Parks said the single biggest city subsidy is residential trash collection, where only a small portion of the cost is picked up by garbage can fees. The annual subsidy has reached $209 million and could go higher next fiscal year as landfill gate fees are expected to increase.


Business lobbyists have expressed concern about the possibility of new trash fees to fund expanded commercial and apartment recycling programs. So far, city officials have not said how these new programs would be paid for.


Parks suggested that the city should consider ending the practice of waiving fees on for-profit corporations that hold special events on city property or city streets.
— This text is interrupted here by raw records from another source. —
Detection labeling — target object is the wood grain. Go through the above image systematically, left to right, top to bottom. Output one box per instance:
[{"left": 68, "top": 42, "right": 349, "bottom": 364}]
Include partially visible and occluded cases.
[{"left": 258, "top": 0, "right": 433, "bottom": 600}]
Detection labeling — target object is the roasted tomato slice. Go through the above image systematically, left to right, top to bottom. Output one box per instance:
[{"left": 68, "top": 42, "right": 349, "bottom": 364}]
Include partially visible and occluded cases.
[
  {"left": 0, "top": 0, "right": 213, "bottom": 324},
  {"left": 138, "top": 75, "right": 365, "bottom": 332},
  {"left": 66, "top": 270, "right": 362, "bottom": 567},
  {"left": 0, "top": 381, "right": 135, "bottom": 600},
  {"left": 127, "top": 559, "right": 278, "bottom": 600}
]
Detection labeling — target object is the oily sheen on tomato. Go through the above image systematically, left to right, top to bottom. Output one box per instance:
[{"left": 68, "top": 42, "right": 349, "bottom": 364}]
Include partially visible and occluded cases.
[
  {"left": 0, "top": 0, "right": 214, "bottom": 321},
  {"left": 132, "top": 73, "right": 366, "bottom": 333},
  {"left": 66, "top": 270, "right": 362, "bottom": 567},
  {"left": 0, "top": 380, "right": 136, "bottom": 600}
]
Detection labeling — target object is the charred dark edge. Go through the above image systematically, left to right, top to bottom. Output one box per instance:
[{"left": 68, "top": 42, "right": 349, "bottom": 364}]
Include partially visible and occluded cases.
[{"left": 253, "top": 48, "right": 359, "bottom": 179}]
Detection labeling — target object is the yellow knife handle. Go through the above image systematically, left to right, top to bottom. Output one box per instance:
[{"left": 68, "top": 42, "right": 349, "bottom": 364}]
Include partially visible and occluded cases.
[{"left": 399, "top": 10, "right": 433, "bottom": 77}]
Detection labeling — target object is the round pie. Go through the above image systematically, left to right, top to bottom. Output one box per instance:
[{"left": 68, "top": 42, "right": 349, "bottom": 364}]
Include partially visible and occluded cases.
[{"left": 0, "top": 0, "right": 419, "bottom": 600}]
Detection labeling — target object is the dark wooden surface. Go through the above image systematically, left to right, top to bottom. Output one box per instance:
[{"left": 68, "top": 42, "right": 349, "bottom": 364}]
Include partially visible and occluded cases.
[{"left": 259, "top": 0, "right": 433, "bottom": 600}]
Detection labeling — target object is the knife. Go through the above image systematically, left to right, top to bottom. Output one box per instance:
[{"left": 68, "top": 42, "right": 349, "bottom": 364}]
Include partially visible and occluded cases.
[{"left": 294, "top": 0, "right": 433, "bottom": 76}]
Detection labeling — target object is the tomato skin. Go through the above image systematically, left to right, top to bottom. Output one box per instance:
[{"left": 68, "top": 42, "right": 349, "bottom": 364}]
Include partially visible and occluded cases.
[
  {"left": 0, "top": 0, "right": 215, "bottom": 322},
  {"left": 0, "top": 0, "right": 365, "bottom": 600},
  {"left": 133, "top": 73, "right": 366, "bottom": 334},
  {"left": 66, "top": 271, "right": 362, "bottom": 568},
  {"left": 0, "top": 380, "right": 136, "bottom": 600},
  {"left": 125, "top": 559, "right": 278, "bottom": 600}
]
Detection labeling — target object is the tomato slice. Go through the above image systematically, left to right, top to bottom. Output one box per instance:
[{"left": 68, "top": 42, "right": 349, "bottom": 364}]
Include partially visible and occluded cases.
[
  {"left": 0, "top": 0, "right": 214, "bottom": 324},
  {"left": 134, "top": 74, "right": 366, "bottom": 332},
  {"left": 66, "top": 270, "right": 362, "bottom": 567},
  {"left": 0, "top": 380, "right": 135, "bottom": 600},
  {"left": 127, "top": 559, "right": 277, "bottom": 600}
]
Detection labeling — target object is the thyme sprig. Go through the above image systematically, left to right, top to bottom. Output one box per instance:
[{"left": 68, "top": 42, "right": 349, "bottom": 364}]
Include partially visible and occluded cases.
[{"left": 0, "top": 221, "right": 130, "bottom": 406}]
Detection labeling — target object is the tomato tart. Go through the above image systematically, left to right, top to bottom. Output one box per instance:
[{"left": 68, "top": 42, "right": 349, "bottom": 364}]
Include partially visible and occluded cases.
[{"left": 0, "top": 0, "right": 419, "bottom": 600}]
In a recent memo to Villaraigosa, city housing director Mercedes Marquez suggested imposing additional fees on apartment owners planning to convert their buildings to condos as a way to stem the loss of affordable housing units as landlords leave the federal Section 8 subsidy program.


This proposal has already sparked opposition from the L.A. Area Chamber of Commerce.


“Placing new fees on the creation of new housing units is counterproductive, especially when housing prices are out of reach for so many people,” said Rusty Hammer, president and chief executive of the chamber.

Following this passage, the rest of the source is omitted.